Many of us think very little of the fans in our cases despite the important job they perform. Heat is the enemy of high-performance computing, and moving air continues to be the easiest and most cost-effective way to dissipate heat from our systems. The box sitting under my desk at the moment contains six individual fans, but I only put any thought into the two on my heatsink; the others came with the case, and I was just happy to have them but never give them much consideration. It really makes very little sense to have only the heatsink benefit from quality fans, though—after all, if they just recirculate warm air because the case fans can’t exhaust it fast enough, what good is that?
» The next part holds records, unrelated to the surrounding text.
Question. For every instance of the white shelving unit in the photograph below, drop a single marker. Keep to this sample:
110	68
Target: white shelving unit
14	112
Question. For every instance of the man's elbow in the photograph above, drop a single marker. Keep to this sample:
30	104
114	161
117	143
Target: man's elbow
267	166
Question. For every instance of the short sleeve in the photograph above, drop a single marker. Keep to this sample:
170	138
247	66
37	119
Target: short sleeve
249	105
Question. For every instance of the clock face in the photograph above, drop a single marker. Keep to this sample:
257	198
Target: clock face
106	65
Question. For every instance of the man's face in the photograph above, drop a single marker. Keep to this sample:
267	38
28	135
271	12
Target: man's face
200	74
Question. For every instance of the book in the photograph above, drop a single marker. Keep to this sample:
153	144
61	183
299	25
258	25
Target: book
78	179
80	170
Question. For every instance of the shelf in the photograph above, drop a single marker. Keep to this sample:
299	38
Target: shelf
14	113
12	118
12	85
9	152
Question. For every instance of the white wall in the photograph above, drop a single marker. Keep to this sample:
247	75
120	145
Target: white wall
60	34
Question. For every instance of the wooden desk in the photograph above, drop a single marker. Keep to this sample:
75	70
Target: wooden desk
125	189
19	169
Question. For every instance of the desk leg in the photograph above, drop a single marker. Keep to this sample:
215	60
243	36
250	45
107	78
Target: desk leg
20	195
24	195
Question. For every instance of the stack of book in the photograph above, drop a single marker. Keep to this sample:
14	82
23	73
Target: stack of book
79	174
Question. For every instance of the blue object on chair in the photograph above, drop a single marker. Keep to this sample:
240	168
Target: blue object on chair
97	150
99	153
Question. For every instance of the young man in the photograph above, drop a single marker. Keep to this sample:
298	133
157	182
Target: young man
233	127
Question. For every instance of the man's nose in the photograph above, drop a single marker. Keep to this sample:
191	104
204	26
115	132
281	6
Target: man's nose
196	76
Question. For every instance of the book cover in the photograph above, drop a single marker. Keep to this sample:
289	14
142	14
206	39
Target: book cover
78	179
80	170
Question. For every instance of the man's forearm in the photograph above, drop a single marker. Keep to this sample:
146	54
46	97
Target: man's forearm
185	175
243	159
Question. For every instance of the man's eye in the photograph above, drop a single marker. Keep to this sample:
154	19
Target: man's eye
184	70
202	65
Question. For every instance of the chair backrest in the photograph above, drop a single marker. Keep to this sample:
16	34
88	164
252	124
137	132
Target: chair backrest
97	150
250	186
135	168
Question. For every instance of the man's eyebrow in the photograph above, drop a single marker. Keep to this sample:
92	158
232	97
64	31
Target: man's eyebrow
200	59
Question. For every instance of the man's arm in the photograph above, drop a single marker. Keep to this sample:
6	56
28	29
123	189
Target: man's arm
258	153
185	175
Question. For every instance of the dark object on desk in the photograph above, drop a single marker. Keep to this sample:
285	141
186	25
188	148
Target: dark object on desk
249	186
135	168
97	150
GELID was kind enough to send us samples of their Silent 12 TC and Wing 12 fans, which I compared to several classes of stock and enthusiast fans. What they sent us really surprised me—and in a very good way. Fans, as a rule, aren’t terribly interesting; but one model GELID sent actually made me geek out a little bit. That said… let’s get to them!
The GELID Silent 12 TC
The TC in the name stands for “Temperature Control.” The fan includes a temperature sensor that’s about a foot long. You can position it in a temperature area of interest that will allow the fan to respond with higher RPMs (revolutions per minute) as the temperature increases. It’s marketed as a low-speed optimized silent fan, so I wanted to put it in two distinct situations: a high-heat situation where it was the primary exhaust fan, and a lower-heat situation with a high-airflow case and other ventilation sources. In the first, we can test its capability to move air and how loud it gets when it really has to churn, and in the second, we can test how quiet it can be and how well it regulates its speeds based on case temps.